With the UK government aggressively prodding businesses to disclose and reduce their energy consumption, British Airways is selling carbon offsets when you book a ticket and the Tesco supermarket chain is starting to post carbon counts on the labels of everything from orange juice to light bulbs to detergent.
Trinity Mirror PLC, which publishes some 150 titles in the UK, undertook a study of the environmental impact of its operations with the goal of striving for carbon neutrality. In so doing, it funded a study that determined its Daily Mirror, which is said to be printed on 100% recycled newsprint manufactured in England, consumes about 0.956 ounces of carbon for every ounce of the paper’s weight.
Applying the Daily Mirror figure to a newspaper with daily and Sunday circulation of 250,000, the paper would generate in 27,965 tons of CO2 in a year, assuming it averaged 8-ounce papers during the week and 24-ounce editions on Sunday.

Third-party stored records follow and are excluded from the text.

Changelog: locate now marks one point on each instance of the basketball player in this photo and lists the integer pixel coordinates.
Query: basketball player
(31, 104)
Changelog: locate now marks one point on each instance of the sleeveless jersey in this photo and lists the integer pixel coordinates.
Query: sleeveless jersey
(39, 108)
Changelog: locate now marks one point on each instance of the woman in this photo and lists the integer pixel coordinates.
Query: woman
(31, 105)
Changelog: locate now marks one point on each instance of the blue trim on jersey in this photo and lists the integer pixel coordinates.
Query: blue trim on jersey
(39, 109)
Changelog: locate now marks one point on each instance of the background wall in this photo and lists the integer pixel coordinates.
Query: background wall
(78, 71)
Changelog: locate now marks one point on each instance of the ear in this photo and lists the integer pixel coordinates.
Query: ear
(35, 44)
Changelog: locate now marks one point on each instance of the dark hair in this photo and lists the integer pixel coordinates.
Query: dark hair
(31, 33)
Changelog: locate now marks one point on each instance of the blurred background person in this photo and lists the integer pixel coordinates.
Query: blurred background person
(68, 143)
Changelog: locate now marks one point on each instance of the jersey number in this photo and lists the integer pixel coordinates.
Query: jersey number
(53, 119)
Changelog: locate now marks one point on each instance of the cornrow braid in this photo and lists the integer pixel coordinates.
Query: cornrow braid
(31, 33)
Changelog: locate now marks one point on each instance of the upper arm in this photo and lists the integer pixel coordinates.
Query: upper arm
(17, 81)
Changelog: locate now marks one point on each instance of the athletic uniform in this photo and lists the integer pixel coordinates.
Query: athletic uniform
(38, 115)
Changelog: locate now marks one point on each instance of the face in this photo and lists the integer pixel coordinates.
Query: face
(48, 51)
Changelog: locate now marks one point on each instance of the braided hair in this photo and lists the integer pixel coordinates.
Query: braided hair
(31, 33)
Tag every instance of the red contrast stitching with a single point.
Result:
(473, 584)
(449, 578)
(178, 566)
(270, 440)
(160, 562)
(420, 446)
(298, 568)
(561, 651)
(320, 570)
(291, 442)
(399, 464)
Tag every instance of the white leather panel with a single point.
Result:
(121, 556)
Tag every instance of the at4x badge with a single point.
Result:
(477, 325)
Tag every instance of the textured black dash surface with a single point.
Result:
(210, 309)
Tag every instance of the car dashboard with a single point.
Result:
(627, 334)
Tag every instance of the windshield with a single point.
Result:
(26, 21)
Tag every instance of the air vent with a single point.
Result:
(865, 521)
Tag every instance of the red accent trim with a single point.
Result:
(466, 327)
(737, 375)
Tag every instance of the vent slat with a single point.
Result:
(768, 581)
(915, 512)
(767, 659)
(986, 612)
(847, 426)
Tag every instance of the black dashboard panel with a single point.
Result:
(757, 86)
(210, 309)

Here's the problem for publishers:
While thriving companies like Google have the profits to invest in green projects or buy their way to carbon neutrality, the deteriorating economics of publishing argue against the likelihood of similar voluntary investments by newspapers and most magazines. Future government mandates, no matter how well-conceived, would amplify the commercial stress. And even in the best of circumstances, there is no getting around the fact that printing on paper requires the sacrifice of millions of trees a year at a time we can ill-afford to lose them.

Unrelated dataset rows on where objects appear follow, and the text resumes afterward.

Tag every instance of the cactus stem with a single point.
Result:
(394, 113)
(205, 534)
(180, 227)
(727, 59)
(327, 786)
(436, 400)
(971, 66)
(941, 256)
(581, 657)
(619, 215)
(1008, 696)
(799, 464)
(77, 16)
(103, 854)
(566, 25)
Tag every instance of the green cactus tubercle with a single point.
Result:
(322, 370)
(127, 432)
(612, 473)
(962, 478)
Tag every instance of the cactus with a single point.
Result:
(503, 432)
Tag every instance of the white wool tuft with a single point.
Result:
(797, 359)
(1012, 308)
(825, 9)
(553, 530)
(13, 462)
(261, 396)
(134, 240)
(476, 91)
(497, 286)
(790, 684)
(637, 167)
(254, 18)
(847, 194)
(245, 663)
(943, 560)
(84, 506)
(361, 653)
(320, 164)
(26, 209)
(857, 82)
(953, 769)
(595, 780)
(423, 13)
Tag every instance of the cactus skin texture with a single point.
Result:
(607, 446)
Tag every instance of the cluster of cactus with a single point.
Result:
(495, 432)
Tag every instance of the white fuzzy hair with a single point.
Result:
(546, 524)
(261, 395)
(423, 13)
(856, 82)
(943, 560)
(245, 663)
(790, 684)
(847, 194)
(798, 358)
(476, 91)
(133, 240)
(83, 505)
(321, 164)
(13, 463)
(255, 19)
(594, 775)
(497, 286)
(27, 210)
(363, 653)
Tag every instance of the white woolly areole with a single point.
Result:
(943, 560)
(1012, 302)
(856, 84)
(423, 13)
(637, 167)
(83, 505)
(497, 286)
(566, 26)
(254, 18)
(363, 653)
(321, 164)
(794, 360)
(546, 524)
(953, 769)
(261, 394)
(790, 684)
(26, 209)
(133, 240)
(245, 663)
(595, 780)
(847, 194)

Meantime, at the bottom of the publishing food chain, Newsosaur is happy to report that it produces less than a quarter of a ton of CO2 each year by limiting energy consumption to a single laptop that is turned off a night, a DSL router shared with the family, a single-bulb desk lamp and the power required to run a simple mobile phone.
Because a daily and Sunday New York Times subscription theoretically adds only a dainty 0.02 tons to my carbon footprint, I think I’ll keep it. But the Explorer has got to go.